At the covered path way beside the campus, I saw a group of people in laboratory gowns, men and women alike, talking about something as they walk out of the university building. They are way too serious-looking to fit in the crowd of partying students, and way too old-looking to be a part of the student body. They look like professors and doctors in different races, wearing slacks or pajamas, button down or simple blouses and tees, and they have intellectual deportment. Right in the middle of the group is a tall asian man who has an exotic mix of any race. He can tell you he's Russian, you would believe him. He can tell you he's American, Swiss, Mediterrenian, East Asian, South East Asian, South Asian, you would believe him. His probable human gene pool is all over the place, perhaps because he's not even human.

The afternoon is beginning to lose its yellow sun glow. The sun is retreating to the horizon, making itself a color of wonderful orange, bathing everything with it. The sun hit his face, reminding me of the time when the same color hit his face while we walk on the paddy fields. His tall human form is way too unforgettable.

"Araki..." I finally whispered to myself. I don't know what to feel. I'm angry, I'm sad, I'm excited. It's my first time seeing him after a year. Somehow, my emotions are way too mixed. I want to slap him, I want to hug him, I want to cry to his chest, I want to hit his manhood, and most of all, I want to know what he's up to.

I squeezed through the crowd. They easily let me pass as I flail my arms without even saying 'excuse me'.

"Araki!" I shouted.
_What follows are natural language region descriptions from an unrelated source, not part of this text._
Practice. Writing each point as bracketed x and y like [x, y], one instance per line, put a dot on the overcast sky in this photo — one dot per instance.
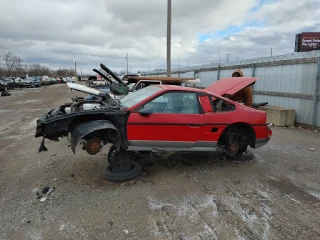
[60, 32]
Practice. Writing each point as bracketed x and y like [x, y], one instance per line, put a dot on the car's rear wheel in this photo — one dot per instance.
[235, 139]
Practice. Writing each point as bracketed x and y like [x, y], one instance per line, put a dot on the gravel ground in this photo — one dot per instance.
[178, 196]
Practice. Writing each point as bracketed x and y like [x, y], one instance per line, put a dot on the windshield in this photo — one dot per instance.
[133, 98]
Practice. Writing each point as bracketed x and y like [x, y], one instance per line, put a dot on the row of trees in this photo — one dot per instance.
[13, 66]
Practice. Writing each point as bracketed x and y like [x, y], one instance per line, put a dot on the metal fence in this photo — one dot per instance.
[288, 81]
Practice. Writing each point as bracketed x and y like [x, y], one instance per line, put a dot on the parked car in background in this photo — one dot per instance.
[3, 85]
[11, 84]
[32, 82]
[70, 79]
[45, 80]
[53, 80]
[19, 81]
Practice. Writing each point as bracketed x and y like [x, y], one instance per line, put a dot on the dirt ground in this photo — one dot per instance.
[274, 196]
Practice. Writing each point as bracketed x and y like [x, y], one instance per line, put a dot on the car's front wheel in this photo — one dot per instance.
[122, 166]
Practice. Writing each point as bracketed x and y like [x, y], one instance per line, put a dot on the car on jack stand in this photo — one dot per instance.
[157, 118]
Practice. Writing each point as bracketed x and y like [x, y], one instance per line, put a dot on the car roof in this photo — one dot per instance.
[230, 85]
[165, 80]
[179, 88]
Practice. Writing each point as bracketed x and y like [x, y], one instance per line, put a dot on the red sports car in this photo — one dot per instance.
[158, 118]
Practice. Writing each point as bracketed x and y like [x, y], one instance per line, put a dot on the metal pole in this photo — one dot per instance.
[169, 40]
[253, 70]
[228, 57]
[218, 75]
[315, 95]
[179, 67]
[127, 61]
[219, 53]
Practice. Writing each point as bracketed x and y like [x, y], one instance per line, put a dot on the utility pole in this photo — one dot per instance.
[219, 53]
[169, 39]
[127, 61]
[228, 57]
[179, 67]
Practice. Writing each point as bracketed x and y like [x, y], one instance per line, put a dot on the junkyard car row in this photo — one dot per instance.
[15, 82]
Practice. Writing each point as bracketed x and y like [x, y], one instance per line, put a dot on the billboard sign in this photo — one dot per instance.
[307, 41]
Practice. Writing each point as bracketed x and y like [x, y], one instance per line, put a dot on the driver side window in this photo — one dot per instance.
[220, 105]
[174, 102]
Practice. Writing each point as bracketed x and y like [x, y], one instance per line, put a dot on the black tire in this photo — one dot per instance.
[122, 177]
[242, 157]
[242, 149]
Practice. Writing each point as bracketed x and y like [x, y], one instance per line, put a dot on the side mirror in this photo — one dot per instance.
[145, 111]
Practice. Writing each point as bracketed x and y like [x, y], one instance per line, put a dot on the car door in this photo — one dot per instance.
[171, 120]
[215, 118]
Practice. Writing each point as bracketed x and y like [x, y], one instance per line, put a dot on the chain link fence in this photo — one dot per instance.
[288, 81]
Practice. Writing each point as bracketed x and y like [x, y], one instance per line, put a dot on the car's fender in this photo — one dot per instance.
[86, 128]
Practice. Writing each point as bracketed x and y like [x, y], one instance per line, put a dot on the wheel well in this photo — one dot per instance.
[242, 128]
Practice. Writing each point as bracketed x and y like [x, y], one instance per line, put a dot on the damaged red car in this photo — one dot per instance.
[157, 118]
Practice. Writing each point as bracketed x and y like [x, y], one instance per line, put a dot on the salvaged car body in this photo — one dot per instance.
[158, 118]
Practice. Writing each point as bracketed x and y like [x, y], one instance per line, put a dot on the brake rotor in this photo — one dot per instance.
[93, 146]
[233, 149]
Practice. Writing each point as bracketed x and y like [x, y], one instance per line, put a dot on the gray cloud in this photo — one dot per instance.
[61, 32]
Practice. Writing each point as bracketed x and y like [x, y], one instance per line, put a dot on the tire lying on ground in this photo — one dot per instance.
[245, 156]
[122, 177]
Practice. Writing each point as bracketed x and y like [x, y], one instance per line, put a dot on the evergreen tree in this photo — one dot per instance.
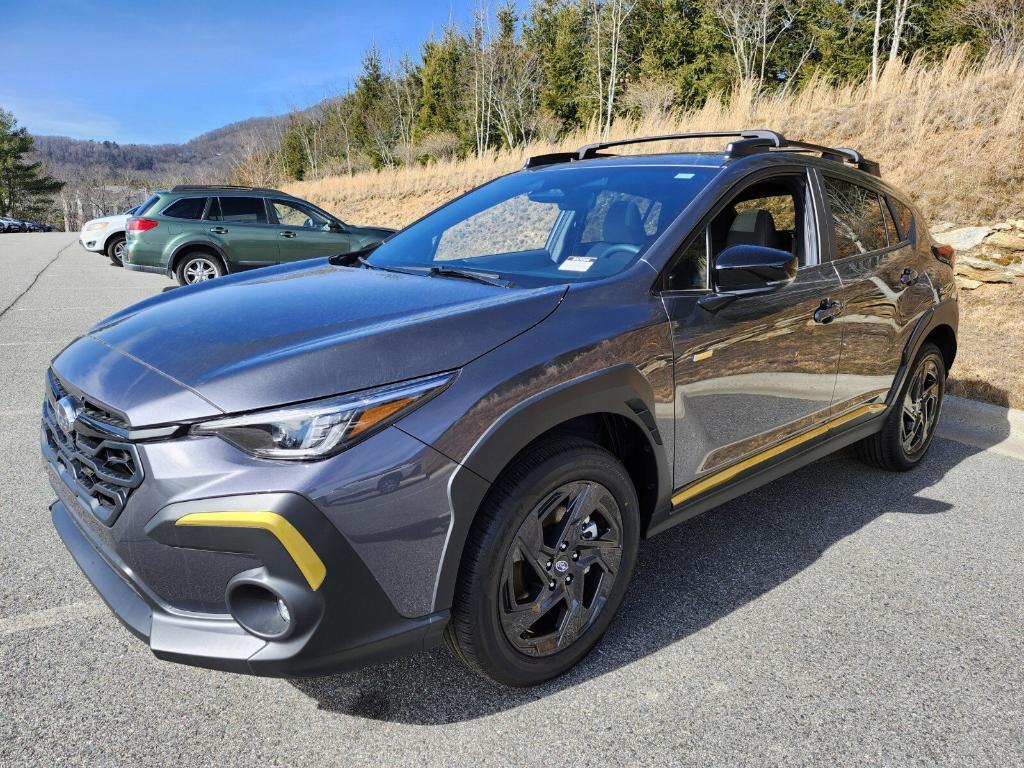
[25, 190]
[443, 82]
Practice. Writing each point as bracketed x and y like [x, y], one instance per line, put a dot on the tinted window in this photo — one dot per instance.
[146, 205]
[890, 224]
[904, 218]
[856, 216]
[242, 210]
[186, 208]
[293, 214]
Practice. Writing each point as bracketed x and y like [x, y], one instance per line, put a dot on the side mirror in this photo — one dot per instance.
[754, 268]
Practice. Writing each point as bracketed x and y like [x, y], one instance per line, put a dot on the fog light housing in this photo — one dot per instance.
[259, 610]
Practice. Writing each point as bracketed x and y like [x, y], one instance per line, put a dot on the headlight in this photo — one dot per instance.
[322, 428]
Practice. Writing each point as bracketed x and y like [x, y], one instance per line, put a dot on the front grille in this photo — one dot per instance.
[92, 458]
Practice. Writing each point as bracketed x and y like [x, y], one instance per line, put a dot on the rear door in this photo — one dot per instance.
[244, 225]
[757, 370]
[883, 295]
[304, 232]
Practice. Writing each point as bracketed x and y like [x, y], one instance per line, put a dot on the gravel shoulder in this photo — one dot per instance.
[841, 615]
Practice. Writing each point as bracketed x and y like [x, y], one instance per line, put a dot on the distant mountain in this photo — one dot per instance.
[205, 158]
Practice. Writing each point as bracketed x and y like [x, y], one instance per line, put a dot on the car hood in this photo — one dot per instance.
[311, 330]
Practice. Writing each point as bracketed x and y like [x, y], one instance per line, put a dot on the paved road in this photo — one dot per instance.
[840, 615]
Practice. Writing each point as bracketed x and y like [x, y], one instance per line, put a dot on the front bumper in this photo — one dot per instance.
[326, 637]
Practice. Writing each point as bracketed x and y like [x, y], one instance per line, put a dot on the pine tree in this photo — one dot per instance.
[25, 190]
[443, 82]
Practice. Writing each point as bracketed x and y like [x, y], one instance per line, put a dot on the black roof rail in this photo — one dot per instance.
[231, 187]
[750, 141]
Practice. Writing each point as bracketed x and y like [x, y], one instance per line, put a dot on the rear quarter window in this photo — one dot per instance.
[856, 218]
[186, 208]
[904, 218]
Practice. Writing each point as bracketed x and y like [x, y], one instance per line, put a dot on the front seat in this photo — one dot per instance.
[753, 228]
[623, 226]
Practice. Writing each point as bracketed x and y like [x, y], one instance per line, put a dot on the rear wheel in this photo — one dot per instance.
[547, 563]
[115, 250]
[910, 425]
[199, 266]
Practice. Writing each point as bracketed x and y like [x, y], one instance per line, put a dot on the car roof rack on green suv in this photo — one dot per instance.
[229, 187]
[750, 141]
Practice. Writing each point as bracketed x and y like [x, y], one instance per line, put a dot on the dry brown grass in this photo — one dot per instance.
[946, 132]
[990, 358]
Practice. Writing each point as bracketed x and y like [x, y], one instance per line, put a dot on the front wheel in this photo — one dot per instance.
[908, 429]
[199, 267]
[547, 563]
[116, 249]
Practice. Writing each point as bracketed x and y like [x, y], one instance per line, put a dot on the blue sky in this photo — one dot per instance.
[122, 72]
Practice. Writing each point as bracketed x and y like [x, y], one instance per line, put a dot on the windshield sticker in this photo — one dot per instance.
[578, 263]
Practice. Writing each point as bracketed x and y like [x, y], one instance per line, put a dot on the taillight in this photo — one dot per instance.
[138, 224]
[945, 254]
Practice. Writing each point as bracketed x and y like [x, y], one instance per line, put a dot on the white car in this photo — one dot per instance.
[107, 235]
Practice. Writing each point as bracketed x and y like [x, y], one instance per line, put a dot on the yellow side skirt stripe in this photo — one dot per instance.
[293, 542]
[724, 475]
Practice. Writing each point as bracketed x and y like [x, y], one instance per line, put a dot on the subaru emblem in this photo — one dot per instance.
[67, 412]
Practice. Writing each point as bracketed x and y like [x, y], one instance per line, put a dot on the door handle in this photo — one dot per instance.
[827, 311]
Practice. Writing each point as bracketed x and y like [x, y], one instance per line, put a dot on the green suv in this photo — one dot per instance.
[194, 233]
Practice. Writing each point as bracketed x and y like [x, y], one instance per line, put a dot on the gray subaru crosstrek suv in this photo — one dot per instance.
[466, 431]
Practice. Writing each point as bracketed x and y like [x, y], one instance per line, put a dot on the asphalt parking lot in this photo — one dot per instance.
[841, 615]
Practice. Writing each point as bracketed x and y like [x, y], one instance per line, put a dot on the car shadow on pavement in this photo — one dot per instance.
[686, 580]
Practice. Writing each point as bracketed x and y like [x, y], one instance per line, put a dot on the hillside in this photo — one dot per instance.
[207, 156]
[948, 133]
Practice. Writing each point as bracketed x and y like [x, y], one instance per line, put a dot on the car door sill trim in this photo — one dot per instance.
[721, 476]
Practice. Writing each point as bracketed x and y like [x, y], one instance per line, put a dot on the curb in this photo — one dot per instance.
[983, 425]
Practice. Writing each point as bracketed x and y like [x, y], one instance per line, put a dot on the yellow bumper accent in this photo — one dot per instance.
[723, 475]
[293, 542]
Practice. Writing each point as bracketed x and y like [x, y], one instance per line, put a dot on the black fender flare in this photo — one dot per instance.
[172, 263]
[945, 312]
[621, 389]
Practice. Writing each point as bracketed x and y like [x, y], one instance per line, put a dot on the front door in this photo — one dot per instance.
[305, 233]
[754, 372]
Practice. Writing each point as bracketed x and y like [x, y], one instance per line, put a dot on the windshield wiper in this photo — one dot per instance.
[489, 279]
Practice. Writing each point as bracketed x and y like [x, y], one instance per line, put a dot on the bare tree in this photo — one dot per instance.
[608, 25]
[1000, 22]
[482, 80]
[900, 9]
[753, 28]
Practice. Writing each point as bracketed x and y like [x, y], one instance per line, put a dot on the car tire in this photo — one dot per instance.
[115, 248]
[563, 492]
[199, 266]
[910, 425]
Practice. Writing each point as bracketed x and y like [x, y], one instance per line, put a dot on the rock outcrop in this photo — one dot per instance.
[985, 254]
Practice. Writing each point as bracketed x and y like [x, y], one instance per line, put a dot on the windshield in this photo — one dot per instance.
[559, 224]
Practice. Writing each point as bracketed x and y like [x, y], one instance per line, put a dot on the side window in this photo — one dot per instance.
[243, 210]
[513, 225]
[904, 218]
[773, 213]
[890, 224]
[186, 208]
[856, 216]
[690, 272]
[291, 214]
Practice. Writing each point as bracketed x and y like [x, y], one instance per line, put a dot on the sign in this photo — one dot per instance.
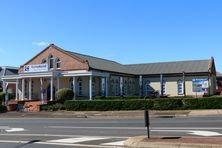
[200, 85]
[36, 68]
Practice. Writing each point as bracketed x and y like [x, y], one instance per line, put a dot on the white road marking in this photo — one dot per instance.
[117, 143]
[61, 144]
[136, 128]
[205, 133]
[55, 135]
[14, 130]
[76, 140]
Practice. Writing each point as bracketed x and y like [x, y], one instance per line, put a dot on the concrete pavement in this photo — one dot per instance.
[174, 142]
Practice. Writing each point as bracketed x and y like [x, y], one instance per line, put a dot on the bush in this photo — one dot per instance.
[52, 107]
[117, 97]
[3, 109]
[2, 97]
[64, 94]
[203, 103]
[168, 104]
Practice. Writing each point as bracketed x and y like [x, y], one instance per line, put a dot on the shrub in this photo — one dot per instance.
[52, 107]
[3, 109]
[2, 97]
[64, 94]
[203, 103]
[167, 104]
[137, 104]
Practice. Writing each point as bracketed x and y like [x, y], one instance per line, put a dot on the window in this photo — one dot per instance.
[51, 59]
[80, 86]
[58, 63]
[180, 87]
[71, 83]
[93, 87]
[164, 87]
[125, 87]
[43, 61]
[148, 88]
[117, 88]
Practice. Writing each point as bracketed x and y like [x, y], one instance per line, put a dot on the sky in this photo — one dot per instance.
[126, 31]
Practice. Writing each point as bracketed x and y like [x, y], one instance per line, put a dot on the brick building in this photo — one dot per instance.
[55, 68]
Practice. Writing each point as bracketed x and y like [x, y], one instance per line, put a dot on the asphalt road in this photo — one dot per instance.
[97, 132]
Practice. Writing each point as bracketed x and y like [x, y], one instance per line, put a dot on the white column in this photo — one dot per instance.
[141, 85]
[74, 86]
[3, 86]
[16, 90]
[107, 86]
[58, 83]
[51, 89]
[23, 89]
[90, 87]
[30, 89]
[41, 89]
[121, 86]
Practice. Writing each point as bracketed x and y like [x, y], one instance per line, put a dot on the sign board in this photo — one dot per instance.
[200, 85]
[36, 68]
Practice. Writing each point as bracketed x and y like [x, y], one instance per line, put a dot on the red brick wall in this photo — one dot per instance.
[67, 62]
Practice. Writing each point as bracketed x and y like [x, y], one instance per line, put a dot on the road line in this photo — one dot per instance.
[54, 135]
[76, 140]
[61, 144]
[14, 130]
[136, 128]
[117, 143]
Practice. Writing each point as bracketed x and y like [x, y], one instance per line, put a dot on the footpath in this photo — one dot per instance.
[139, 141]
[111, 114]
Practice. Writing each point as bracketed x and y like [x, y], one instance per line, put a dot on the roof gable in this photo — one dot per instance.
[196, 66]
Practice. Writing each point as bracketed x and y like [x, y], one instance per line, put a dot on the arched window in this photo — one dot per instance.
[79, 86]
[58, 63]
[180, 87]
[164, 87]
[51, 59]
[43, 61]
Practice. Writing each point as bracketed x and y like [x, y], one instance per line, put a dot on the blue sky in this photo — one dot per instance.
[127, 31]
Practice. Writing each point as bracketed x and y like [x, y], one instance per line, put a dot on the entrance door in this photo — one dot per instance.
[49, 92]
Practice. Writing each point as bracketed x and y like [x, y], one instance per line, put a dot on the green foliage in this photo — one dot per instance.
[3, 109]
[117, 98]
[2, 96]
[64, 94]
[107, 105]
[137, 104]
[168, 104]
[52, 107]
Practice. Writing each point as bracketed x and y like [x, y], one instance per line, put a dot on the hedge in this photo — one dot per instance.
[137, 104]
[3, 109]
[64, 94]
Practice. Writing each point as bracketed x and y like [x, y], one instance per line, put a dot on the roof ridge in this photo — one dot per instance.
[94, 57]
[167, 62]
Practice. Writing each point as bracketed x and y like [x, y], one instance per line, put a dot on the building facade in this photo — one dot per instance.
[55, 68]
[4, 72]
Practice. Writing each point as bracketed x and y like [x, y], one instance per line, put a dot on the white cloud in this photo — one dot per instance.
[41, 43]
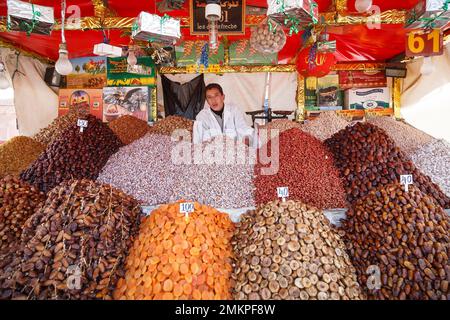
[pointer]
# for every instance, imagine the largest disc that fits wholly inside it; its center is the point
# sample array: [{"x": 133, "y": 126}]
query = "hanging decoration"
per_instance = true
[
  {"x": 311, "y": 63},
  {"x": 204, "y": 56},
  {"x": 429, "y": 14},
  {"x": 30, "y": 18},
  {"x": 267, "y": 37},
  {"x": 63, "y": 65},
  {"x": 325, "y": 44},
  {"x": 153, "y": 28},
  {"x": 170, "y": 5},
  {"x": 293, "y": 14}
]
Some of the students heard me, so they easily gave me a path. (Such nice people. Europe sure is different). I began to walk faster across.

"Araki!" I shouted again. This time, he glanced at my direction.

Everything muted. His human eyes stare at me as if seeing a ghost. He excused himself from the people he is with, and began walking towards my direction. The confettis are still falling from the sky, the colored sashes are being waved around, but those things did not successfully block our vision from each other.